We believe that our evaluation of dynamic speed and voltage setting algorithms to be the first such empirical evaluation - to our knowledge, all previous work from different groups has relied on simulators [7,6,5,11,12]; none modeled a complete pocket computer or the workload likely to be run on it.
Weiser et al. [7] proposed three algorithms, OPT, FUTURE, and PAST and evaluated them using traces gathered from UNIX-based workstations running engineering applications. These algorithms use an interval-based approach that determines the clock frequency for each interval. Of the algorithms they propose, only PAST is feasible because it does not make decisions using future information that would not be available to an actual implementation. Even so, the actual version of PAST proposed by by Weiser et al. is not implementable because it requires that the scheduler know the amount of work that had to be performed in the preceding intervals. This information was used by the scheduler to choose a clock speed that allows this delayed work to be completed in the next interval, if possible. For example, suppose post-processing of a trace revealed that the processor was busy 80% of the cycles while running at full speed. If, during re-play of the trace, the scheduler opted to run the processor at 50% speed for the interval, then 30% of the work could not be completed in that interval. Consequently, in the next interval, the scheduler would adjust the speed in an effort to at least complete the 30% ``unfinished'' work. Without additional information from the application, the scheduler can simply observe that the application executed until the end of the scheduling quanta, and does not know the amount of ``unfinished'' computing left. Because most pocket computer applications do not provide a means for the processor to know how much work should be done in a given interval, the PAST algorithm is not tractable for such systems.

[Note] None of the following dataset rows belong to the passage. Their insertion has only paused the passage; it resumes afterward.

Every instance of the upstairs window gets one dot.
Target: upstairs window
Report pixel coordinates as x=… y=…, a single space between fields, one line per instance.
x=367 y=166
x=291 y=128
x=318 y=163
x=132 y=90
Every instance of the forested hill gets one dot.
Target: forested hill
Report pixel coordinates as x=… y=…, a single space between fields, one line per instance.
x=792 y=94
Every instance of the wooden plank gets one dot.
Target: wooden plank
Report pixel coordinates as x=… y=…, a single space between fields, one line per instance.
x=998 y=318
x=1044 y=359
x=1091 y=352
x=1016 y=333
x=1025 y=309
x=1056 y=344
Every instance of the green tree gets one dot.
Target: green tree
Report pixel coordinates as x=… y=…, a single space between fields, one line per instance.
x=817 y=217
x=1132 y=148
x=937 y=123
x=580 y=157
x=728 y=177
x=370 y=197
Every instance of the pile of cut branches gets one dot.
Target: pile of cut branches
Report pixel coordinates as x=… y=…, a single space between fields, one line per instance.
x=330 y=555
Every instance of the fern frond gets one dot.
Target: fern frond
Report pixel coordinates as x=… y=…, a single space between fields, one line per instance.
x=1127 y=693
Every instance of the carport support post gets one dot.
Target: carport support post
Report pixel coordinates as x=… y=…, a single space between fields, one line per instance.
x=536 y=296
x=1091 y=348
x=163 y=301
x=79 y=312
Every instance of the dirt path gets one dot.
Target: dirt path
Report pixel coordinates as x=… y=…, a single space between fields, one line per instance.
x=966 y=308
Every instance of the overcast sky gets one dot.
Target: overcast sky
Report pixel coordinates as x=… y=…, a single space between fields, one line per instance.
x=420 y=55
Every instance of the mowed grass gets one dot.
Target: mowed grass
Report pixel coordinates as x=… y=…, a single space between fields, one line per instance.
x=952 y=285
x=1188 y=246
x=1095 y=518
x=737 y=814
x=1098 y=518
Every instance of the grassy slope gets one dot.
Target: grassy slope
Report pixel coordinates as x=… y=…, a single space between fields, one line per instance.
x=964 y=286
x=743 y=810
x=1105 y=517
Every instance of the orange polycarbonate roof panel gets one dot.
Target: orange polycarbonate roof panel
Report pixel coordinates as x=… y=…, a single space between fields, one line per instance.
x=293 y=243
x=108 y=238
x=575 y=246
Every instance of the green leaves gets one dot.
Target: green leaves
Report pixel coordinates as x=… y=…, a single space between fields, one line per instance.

The early work of Weiser et al. has been extended by several groups, including [6,12]. Both of these groups employed the same assumptions and the same traces used by Weiser. Govil et al. [6] considered a large number of algorithms, while Martin [12] revised Weiser's PAST algorithm to account for the non-ideal properties of batteries and the non-linear relationship between system power and clock frequency. Martin argues that the lower bound on clock frequency should be chosen such that the number of computations per battery lifetime is maximized. While Martin correctly assumed a non-zero energy cost for idling the processor and changing clock speed, neither Govil nor Weiser did.
Both our work and that of Pering et al. [5,11] addresses some of the limitations of the above noted earlier work. In particular, we both evaluate implementable algorithms using workloads that are representative of those that might be run on pocket computers. We assess the success of our algorithms under the assumption that our applications have inelastic performance constraints and that the user should see no visible changes induced by the scheduling algorithms. By comparison, Pering et al. assume that frames of an MPEG video, for instance, can be dropped and present results which combine a combination of energy savings vs. frame rates. Our goal was to understand the performance of the different scheduling algorithms without introducing the complexity of comparing multi-dimensional performance metrics such as the percentage of dropped frames vs. power savings.
Pering et al. use intervals of 10-50ms for their scheduling calculations. In comparison to the earlier approaches presented in [7,6,12] in which work was considered overdue if it was not completed within an interval, both Pering et al. and our study consider an event to have occurred on time if delaying its completion did not adversely affect the user. However, a number of important differences exist between our work and Pering et al.. First, Pering et al. model only the power consumed by the microprocessor and the memory, thus ignoring other system components whose power is not reduced by changes in clock frequency. Second, by virtue of our work using an actual implementation, we are able to evaluate longer running applications and more complex applications (e.g., Java). By virtue of their size, our applications exhibit more significant memory behavior, and thus, expose the non-linear relationship between power and clock speed noted by Martin. Lastly, by using an actual system, our scheduling implementations were exposed to periodic behaviors that are captured by traces; for example, the Java implementation uses a 30ms polling loop to check for I/O events. This periodic polling adds additional variation to the clock setting algorithms, inducing the sort of instability we will explain in §5.3.